Pour Lego en crise, la réussite n’est plus un jeu d’enfant
Les enfants auraient perdu l’envie de jouer avec les célèbres briques en plastique multicolores à en croire les résultats des ventes de Lego, fleuron mondial du marché du jouet.
Publié le 21-10-2004 à 00h00
:focal(100x150:110x140)/cloudfront-eu-central-1.images.arcpublishing.com/ipmgroup/XJHTJDR5XFG27D3PS4HZ5OM5FI.jpg)
Les enfants auraient perdu l’envie de jouer avec les célèbres briques en plastique multicolores à en croire les résultats des ventes de Lego, fleuron mondial du marché du jouet.
Les ventes de cette entreprise familiale danoise créée en 1932 n’ont jamais autant chuté en si peu de temps: de 25 à 30% en deux ans, notamment aux Etats-Unis, son premier marché où elle réalise 40% de son chiffre d’affaires, comme si la fameuse brique n’avait plus la cote auprès d’enfants fascinés par les jeux électroniques et virtuels.
Lego traverse une crise profonde reconnaît son propriétaire, Kjeld Kirk Kristiansen, le petit-fils du fondateur.
Selon lui, l’entreprise connaîtra cette année la quatrième perte de son histoire, la plus lourde aussi, entre 1,5 et 2 milliards de couronnes avant impôts (202 à 269 M EUR).
Et pourtant, il y a six ans encore, le quatrième fabricant mondial après les Américains Mattel, Hasbro et le Japonais Bandai, ignorait les mots crise et déficit, et ambitionnait d’être en 2005 «l’une des cinq marques les plus connues dans le monde parmi les familles avec enfants ».
Mais en 1998, Lego a enregistré sa première perte, répétée en 2000, 2003 et 2004, en dépit de divers plans de relance et de restructurations.
Il sera difficile à Lego de reconquérir sa place perdue dans l’univers de beaucoup d’enfants, prévient le pédagogue et chercheur dans le domaine de jouets, Torben Hangaard Rasmussen.
«Les briques Lego appartiennent à l’ère industrielle où les enfants aimaient à construire, jouer les ingénieurs en herbe. Aujourd’hui, les jouets les plus populaires prennent leurs racines dans le monde virtuel », et Lego ne l’a pas encore réalisé, pense-t-il.
Pour le directeur de la grande chaîne de magasins de jouets au Danemark, BR, Henrik Gjoerup, «les enfants jouent à un âge de plus en plus bas et remplacent les jouets classiques par des produits électroniques et des téléphones portables à 7-8 ans ».
«Le plus grand problème de Lego est son produit. Et s’il y a moins d’enfants dans le monde qui jouent avec les briques Lego, on doit (leur) trouver de nouvelles manières de jouer ou utiliser cette marque extrêmement forte pour développer de nouveaux jeux » a renchéri le quotidien financier Boersen, dans un éditorial.
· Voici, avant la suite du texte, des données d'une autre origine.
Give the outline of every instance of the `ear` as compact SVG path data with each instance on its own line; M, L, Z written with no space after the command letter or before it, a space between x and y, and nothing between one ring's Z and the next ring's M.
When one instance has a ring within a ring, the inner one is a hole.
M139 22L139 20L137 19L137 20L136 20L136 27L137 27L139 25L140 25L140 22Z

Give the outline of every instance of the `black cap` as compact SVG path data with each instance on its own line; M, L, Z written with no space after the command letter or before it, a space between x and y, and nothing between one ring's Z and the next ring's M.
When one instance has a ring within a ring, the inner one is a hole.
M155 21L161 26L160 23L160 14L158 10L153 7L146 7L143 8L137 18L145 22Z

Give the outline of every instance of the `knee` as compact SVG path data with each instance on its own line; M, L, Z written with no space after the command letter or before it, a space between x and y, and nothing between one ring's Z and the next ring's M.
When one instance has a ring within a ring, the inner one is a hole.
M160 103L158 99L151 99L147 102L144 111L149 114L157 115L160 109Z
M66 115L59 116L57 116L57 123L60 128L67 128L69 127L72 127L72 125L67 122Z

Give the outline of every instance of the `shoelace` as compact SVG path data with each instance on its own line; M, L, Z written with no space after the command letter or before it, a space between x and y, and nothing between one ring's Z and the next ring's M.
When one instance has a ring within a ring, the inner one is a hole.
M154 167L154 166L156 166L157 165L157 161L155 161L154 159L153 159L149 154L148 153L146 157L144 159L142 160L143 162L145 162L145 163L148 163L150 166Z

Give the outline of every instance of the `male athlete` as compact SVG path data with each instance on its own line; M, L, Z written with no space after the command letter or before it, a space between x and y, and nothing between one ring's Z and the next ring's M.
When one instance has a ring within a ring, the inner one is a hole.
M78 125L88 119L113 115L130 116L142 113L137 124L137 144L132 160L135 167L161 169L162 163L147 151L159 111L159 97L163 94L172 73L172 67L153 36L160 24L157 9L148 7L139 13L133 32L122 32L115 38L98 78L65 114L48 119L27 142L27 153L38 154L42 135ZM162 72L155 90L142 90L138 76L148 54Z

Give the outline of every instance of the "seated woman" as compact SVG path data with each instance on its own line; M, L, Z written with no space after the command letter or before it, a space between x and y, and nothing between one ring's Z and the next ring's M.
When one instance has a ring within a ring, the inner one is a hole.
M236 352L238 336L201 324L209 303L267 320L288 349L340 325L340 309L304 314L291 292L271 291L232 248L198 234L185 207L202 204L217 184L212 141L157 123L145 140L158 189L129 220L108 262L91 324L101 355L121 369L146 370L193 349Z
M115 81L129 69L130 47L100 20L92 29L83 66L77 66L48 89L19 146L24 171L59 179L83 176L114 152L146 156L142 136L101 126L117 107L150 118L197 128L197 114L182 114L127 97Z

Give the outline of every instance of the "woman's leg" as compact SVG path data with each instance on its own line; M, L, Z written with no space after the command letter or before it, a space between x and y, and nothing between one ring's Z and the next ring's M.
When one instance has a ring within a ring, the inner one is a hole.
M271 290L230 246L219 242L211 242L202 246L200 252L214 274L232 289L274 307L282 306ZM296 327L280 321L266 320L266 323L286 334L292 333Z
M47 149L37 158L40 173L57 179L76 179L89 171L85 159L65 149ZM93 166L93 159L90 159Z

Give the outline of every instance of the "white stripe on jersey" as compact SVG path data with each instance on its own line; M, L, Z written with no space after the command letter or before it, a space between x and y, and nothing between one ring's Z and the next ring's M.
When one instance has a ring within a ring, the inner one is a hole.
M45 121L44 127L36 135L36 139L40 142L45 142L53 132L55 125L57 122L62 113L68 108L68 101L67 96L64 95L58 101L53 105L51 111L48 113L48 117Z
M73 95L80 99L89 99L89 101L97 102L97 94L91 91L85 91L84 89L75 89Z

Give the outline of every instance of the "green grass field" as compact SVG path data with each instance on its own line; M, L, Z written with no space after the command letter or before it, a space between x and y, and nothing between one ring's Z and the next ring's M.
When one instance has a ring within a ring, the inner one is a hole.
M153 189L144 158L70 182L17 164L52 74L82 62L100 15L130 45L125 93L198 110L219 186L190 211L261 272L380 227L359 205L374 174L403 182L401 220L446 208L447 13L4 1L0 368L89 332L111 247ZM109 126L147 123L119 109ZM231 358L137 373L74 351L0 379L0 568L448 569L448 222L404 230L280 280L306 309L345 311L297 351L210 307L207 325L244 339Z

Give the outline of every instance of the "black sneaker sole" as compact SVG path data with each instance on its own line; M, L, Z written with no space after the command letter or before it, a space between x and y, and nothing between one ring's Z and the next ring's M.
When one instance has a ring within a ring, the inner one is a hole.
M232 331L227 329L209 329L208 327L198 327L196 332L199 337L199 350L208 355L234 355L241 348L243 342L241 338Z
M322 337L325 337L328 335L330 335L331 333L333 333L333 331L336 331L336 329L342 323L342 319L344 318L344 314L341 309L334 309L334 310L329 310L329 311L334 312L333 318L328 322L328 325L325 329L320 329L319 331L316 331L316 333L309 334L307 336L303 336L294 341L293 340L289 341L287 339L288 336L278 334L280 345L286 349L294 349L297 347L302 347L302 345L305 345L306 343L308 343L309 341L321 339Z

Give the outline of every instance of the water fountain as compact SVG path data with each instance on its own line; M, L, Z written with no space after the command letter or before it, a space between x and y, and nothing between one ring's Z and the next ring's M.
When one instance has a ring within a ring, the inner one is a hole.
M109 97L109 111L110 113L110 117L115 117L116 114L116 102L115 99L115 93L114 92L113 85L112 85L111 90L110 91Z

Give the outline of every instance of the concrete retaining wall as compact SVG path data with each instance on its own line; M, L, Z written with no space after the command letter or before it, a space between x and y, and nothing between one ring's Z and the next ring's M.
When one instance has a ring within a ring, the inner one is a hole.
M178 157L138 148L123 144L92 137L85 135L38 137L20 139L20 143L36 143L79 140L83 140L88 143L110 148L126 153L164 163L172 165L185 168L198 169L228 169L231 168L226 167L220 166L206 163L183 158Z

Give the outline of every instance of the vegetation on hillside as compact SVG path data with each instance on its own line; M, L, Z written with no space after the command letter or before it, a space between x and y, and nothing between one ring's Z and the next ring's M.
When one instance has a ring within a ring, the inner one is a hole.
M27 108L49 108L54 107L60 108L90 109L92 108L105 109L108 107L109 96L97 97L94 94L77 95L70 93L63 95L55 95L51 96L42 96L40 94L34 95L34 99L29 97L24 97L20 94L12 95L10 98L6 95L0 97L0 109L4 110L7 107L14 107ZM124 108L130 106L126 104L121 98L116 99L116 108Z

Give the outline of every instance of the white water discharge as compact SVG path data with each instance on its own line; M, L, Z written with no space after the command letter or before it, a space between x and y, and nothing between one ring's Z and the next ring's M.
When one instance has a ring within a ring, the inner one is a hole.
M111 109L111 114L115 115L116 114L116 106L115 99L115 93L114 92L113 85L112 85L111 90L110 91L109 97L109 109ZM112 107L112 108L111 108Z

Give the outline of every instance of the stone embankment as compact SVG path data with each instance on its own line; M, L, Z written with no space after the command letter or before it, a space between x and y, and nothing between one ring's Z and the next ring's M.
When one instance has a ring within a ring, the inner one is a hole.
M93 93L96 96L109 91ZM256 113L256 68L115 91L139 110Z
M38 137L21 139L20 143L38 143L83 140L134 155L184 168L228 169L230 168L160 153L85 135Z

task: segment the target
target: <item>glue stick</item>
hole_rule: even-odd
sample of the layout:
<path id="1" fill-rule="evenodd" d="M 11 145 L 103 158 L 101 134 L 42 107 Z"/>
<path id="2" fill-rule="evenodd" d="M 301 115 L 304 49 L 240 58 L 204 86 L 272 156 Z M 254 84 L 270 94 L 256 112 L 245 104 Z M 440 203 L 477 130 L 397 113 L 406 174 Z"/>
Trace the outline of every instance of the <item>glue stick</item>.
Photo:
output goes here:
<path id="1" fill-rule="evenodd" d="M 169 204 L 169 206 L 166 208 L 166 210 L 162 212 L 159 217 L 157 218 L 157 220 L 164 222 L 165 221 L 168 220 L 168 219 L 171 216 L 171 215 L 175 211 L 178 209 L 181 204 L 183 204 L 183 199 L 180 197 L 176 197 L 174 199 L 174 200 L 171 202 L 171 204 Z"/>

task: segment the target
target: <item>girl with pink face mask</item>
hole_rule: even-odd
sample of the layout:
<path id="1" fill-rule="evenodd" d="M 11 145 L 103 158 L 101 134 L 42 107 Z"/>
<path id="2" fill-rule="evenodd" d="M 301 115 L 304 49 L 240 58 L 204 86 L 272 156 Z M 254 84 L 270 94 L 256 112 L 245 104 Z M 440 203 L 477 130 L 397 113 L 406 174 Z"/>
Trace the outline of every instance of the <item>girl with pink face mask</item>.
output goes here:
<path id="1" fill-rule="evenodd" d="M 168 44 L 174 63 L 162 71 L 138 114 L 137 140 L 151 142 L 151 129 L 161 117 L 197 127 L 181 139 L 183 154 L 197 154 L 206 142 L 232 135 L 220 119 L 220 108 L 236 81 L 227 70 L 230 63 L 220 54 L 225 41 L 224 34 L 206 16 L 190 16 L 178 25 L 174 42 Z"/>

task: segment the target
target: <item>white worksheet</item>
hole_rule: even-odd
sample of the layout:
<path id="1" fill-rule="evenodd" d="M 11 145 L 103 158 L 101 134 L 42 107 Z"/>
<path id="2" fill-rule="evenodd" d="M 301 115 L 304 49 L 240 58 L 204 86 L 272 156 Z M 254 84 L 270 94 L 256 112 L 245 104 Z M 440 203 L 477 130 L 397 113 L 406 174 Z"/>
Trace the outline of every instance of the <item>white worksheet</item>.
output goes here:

Et pourtant Lego a tenté depuis la moitié de la décennie 1990 de diversifier ses activités, en construisant entre autres trois parcs à thème Legoland à l’étranger, en plus de celui au Danemark, qu’il prévoit maintenant de céder ainsi que ses autres activités annexes.
Il a aussi signé des partenariats, comme ceux avec l’écurie de Formule 1 Williams, et a lancé la production sous licence de vêtements signés de sa marque.
Il est également entré en 2002 dans la production de films d’animation basés sur sa série à grand succès «Bionicle », et dans les produits dérivés de films tels que «Star Wars » (La Guerre des étoiles) ou Harry potter, qui ont catapulté les ventes en 2002 à 11,4 milliards de couronnes, un record.
Mais tous ces efforts, y compris ceux de robotiser ses jeux avec la brique «intelligente » Mindstorm, ne semblent pas avoir porté leurs fruits, faute notamment de trouver chaque année de nouveaux films à grand spectacle pour les porter.
Fragilisée par des diversifications hasardeuses, Lego a tenté en 2003, après un nouveau déficit, de redresser la barre, en revenant aux sources, à la brique traditionnelle qui a construit sa fortune et sa renommée.
En janvier dernier, le propriétaire Kjeld Kirk Kristiansen, décide de reprendre les choses en mains et congédie ses seconds. Il croit fermement à «l’envie d’assembler des petits enfants ».
Quelques mois plus tard, il jette l’éponge, après avoir injecté 800 millions de couronnes de sa fortune personnelle dans l’entreprise menacée. Il laisse la place à un jeune directeur de 35 ans, Joergen Vig Knodstrup, qui annonce «des jours difficiles » pour les quelque 7.500 employés du groupe, dont près de 3.000 au Danemark.
Il prévoit une réduction substantielle des coûts, la déclocalisation d’une bonne partie de la production en Chine et des licenciements.